One guy on the crew, for example, wanted to become a radiologist and was working his way through English classes to attend school. However, the barriers seemed immense for them compared to me. After that summer, I returned to school and explored social sciences.
I eventually became an economics major. Economics is a social science that also involves a lot of math, which appealed to my engineering-minded side. During my senior year, two experiences were pivotal: a class on the economics of education and meeting a Teach for America recruiter.
These experiences led me to believe that education was the right path for me initially, a way to figure out what I wanted to do and how I wanted to make a difference. Teach for America was a very formative experience. It instilled in me the belief that education is key to providing people with opportunities in life.
However, as a teacher, I struggled with the wide range of needs in my classroom. I've often described how in one class, I had a homeless student who only attended a few days a week due to bigger problems, and in the same class, another student with strong home support.
The homeless student often showed up lost because he had missed so much school. The other student, meanwhile, was bored and acting out because I wasn't challenging him enough. These were the extremes, but there was a vast spectrum of needs in between.
As a teacher, I thought some of this was my own failing; I needed to improve my teaching. While true, I also realized that there should be better ways to structure schooling so that a teacher isn't trying to figure out in an hour what every student needs and how to provide it.
I found myself trying to manage distracting behaviors in my class, realizing that my efforts to control the classroom were more about needing students to conform to my expectations so I could cover material. This wasn't necessarily what any given student needed at that moment.
These experiences led me to want to remain in education but to find ways to make it different and better. I taught for two years and had taken the GRE as an undergrad, considering an MBA. I shifted plans toward the end of my second year of teaching and got into a graduate program for an MBA.
While there, I learned about the organization I work for now. I had heard many people discuss how education could and should be different. I felt my organization had a compelling set of concepts and theories for how to transition from the current education system to better versions.
Our organization was founded by Clayton Christensen, a Harvard professor who studied how innovation plays out across various sectors. If you've heard the term "disruptive innovation," it has come to mean many things to different people, but he coined the term. His theories on innovation were profoundly insightful for understanding how to move the needle on big problems in education, healthcare, and global prosperity, and how to create systems change.
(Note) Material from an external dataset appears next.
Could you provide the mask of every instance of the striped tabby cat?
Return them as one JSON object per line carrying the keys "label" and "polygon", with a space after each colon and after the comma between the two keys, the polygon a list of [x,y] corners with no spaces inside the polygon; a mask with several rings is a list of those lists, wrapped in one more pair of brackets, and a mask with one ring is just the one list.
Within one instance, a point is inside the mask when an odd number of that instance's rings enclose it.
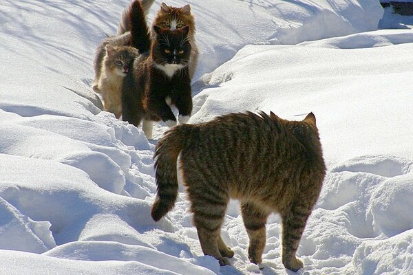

After my graduate program, a job opened up at the institute. I applied and have been there ever since, about ten years now. I am a senior research fellow at the Clayton Christensen Institute for Disruptive Innovation.
We are a nonprofit 501(c)(3) organization, a nonpartisan think tank. Our work involves tackling significant global problems through research and then disseminating that research. We aim to inform leaders in various fields, helping them solve complex issues and advance their respective sectors.